Dita por mim, pela nossa vizinha, pelo porteiro do edifício, a frase soaria como uma destas pérolas populares que acabam se transformando em provérbios ao longo dos tempos, ou caindo no esquecimento, para ser trazida de volta à tona, por um antigo avô, atencioso com seus netinhos. Mas, saindo da mão de um dos mais preciosos escritores produzidos pelo nosso estado, como o é Cyro Martins, nos faz imediatamente pensar que a verdadeira sabedoria é uma destas coisas preciosas, que vivem esquecidas no baú dos pensamentos e, afinal de contas, é construída pelas miudezas da vida...
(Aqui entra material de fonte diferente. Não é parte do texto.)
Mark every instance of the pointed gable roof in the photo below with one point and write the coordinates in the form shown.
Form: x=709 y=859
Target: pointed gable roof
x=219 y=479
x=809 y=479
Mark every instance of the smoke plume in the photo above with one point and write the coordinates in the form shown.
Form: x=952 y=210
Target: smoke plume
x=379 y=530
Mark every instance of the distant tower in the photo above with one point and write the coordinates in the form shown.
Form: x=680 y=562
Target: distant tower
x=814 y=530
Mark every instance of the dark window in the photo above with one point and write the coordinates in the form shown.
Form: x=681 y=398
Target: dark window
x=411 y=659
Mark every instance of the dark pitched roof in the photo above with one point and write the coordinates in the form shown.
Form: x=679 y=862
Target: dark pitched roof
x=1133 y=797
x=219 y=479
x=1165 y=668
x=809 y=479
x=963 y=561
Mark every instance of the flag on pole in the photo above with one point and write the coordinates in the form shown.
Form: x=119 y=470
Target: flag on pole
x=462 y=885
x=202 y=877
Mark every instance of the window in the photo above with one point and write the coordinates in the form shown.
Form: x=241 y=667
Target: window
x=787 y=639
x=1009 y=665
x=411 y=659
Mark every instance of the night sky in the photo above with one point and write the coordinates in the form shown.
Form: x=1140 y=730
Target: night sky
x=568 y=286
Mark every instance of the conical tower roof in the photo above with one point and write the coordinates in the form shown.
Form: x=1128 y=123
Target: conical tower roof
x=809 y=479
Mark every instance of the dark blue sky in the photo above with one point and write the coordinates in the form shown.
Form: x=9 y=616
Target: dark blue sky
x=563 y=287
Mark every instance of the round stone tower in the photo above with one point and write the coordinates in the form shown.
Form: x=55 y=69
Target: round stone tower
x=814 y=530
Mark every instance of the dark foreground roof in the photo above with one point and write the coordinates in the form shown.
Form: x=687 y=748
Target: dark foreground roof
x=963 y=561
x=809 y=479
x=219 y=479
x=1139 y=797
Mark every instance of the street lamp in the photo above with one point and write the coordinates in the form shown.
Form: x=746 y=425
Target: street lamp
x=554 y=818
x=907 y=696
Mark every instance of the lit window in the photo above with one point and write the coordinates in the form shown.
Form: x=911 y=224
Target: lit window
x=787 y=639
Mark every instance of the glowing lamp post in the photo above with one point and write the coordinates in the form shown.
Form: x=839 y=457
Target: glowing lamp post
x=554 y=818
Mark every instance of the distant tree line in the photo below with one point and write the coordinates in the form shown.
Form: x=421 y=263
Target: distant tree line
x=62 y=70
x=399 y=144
Assim é que, entregar-se à leitura de “Porteira Fechada”, “Campo Fora” ou “A Curva do Arco-Íris”, para ficar apenas nestes exemplos, ou seguir adiante pela obra de Cyro, é começar a remexer naquelas coisas valiosas que se guardam no sótão, junto com as fotografias da infância, para um dia nelas remexer e reencontrar o guri perdido que assentava o pé no pneu de um avião, ou a garotinha que segurava o telefone como se fosse o caminho secreto para o campo da felicidade. É isso que é, amigo Cyro, agora que você chega ao seu Centenário e nos delegou a tarefa de lembrá-lo. E vou explicar como foi que Cyro me nomeou posteiro para este encargo:

Vivi muitos anos bastante próximo da família dele, mais especificamente do “Seu” Arlindo de Deus Martins, que era de fato um escolhido “por Deus” e possuía uma biblioteca maravilhosa, de onde extraí para minha primeira leitura, “Porteira Fechada” que reli na semana passada, encharcado de emoção. Seu Arlindo era de Quaraí, e os descendentes de Cyro ou os estudiosos de sua obra, sabem o que significa aquele recanto da geografia rio-grandense em sua obra. Mais: foi na casa de Arlindo em Quaraí, que mais adiante conheci em Canoas, (para onde transportara sua imensa biblioteca), que se produziram as tentativas de salvar da morte, o pai, o seu Bilo. Já em Canoas, tornei-me íntimo do “seu” Arlindo e de dona. Dalila, pois meus colegas Túlio, Lineu e Léo e mais tarde o Paulininho, os filhos do “Seu” Arlindo, me franquearam o mundo maravilhoso da sua biblioteca. Ali comecei a ler os clássicos, ali descobri os grandes russos Dostoiewski, Tolstoi, Gogol, Gorki, Turguenev, ali tomei-me de intimidades com Eça de Queiroz, e conheci os primeiros livros de Cyro Martins.

Cresci, pois, no respeito a esse nome que mais adiante vim a conhecer pessoalmente, quando já trabalhando no “Correio do Povo” e na “Folha da Tarde” fui designado ou me auto-indiquei para entrevistá-lo. Foi quando conheci também a Maria Helena, incorporando-a ao meu crescente estoque de relações com o mestre.

Tenho alguns livros autografados por Cyro, pois a minha aproximação a isso me levava, o saldo de longos bate-papos, os encontros na Feira do Livro, embora nenhum tão eficiente e instrutivo quanto o “Para início de conversa”, de Abraão Slavutsky, que se era um “início”, ficou nos devendo a valiosa continuação.

É lá que está, busquei e encontrei à página 113, a explicação para a epígrafe deste pequeno trabalho: “A felicidade – disse Cyro – é feita das miudezas da vida... Cada vida tem seus grandes acontecimentos, proporcionais ao tipo de pessoa que se é. Mas, entre essa meia-dúzia, digamos, de fatos importantes, há intervalos de anos. Nesses intervalos transcorre o banal do quotidiano. E se esse quotidiano é ruim, até os picos existenciais se apagam, porque eles são constituídos pelo corriqueiro do dia-a-dia.”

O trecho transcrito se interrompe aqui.